Allan Gray
- Type: Private
- Founded: 1973; 53 years ago
- Founder: Allan W.B. Gray
- Headquarters: Cape Town, South Africa
- Area served: Southern Africa
- Key people: Ian Liddle (Chairman)
- Services: Asset management
- AUM: R322.5 billion (31 December 2021)
- Owner: The Allan & Gill Gray Foundation (Controlling interest)
- Website: allangray.co.za

= Allan Gray (company) =

South African investment management firm

Allan Gray, officially Allan Gray Proprietary Limited, is a South African investment management firm, headquartered in Cape Town. The company was founded in 1973, and operates in numerous Southern African countries.

The company offers a range of investment products, including tax-free savings accounts, unit trusts, group savings plans for employers, actively-managed ETFs, retirement annuities, preservation funds, living annuities, endowment policies, and segregated portfolios for institutional investors.

== History ==

Allan Gray Investment Counsel was established in October 1973 by Allan W.B. Gray, securing its first client the following year.

In 1989, in order to expand its global investment capabilities, the company's founder established Orbis Investment Management.

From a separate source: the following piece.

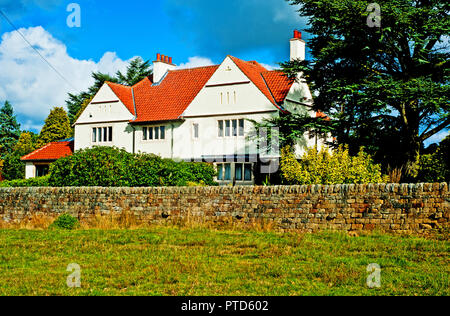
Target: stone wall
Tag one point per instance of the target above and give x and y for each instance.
(389, 207)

In 1992, the company rebranded to Allan Gray Limited.

In 1996, Allan Gray opened its first office outside of SA, located in Windhoek, Namibia. This was followed by an office in Gaborone, Botswana, in 2004.

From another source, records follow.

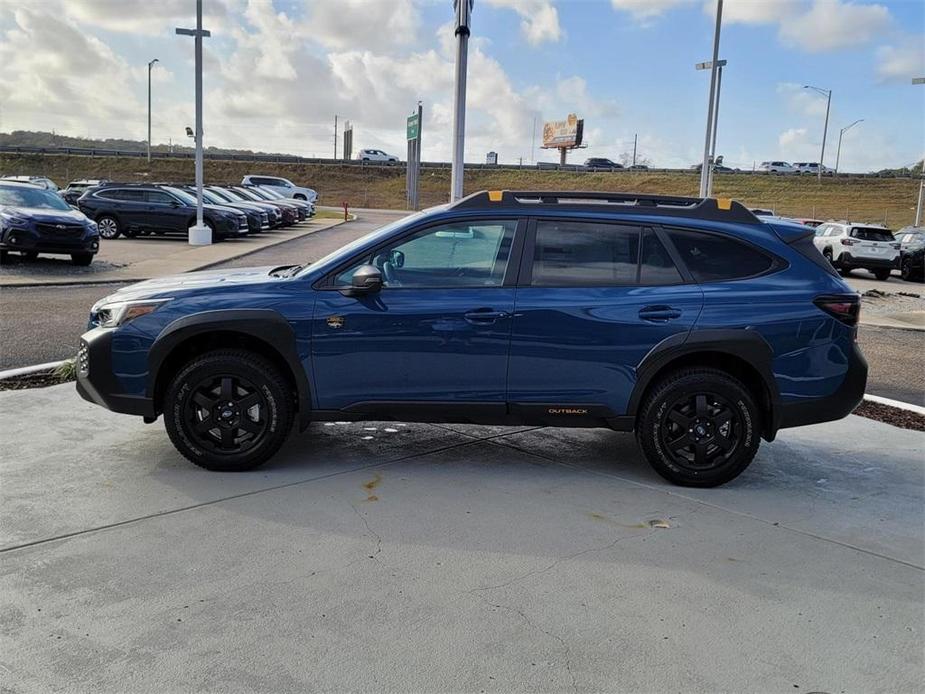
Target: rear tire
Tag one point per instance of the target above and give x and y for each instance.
(699, 427)
(228, 410)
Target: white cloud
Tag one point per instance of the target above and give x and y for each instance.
(645, 10)
(371, 24)
(833, 24)
(902, 62)
(539, 19)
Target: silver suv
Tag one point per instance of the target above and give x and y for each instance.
(850, 246)
(283, 186)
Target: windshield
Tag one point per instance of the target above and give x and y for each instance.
(341, 253)
(25, 196)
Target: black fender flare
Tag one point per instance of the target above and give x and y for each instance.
(265, 325)
(747, 345)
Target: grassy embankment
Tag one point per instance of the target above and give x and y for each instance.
(884, 200)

== Corporate social responsibility ==

Allan Gray participates in social investments primarily through the Allan Gray Orbis Foundation and E Squared, which are dedicated to the education and financial support of emerging entrepreneurs. The foundation receives an annual donation calculated as 5% of the pre-tax profits from Allan Gray, along with a $150 million endowment from the company's founder.

Additionally, E Squared holds a 20% stake in Allan Gray Limited, a structure intended to allocate resources towards entrepreneurial development and education.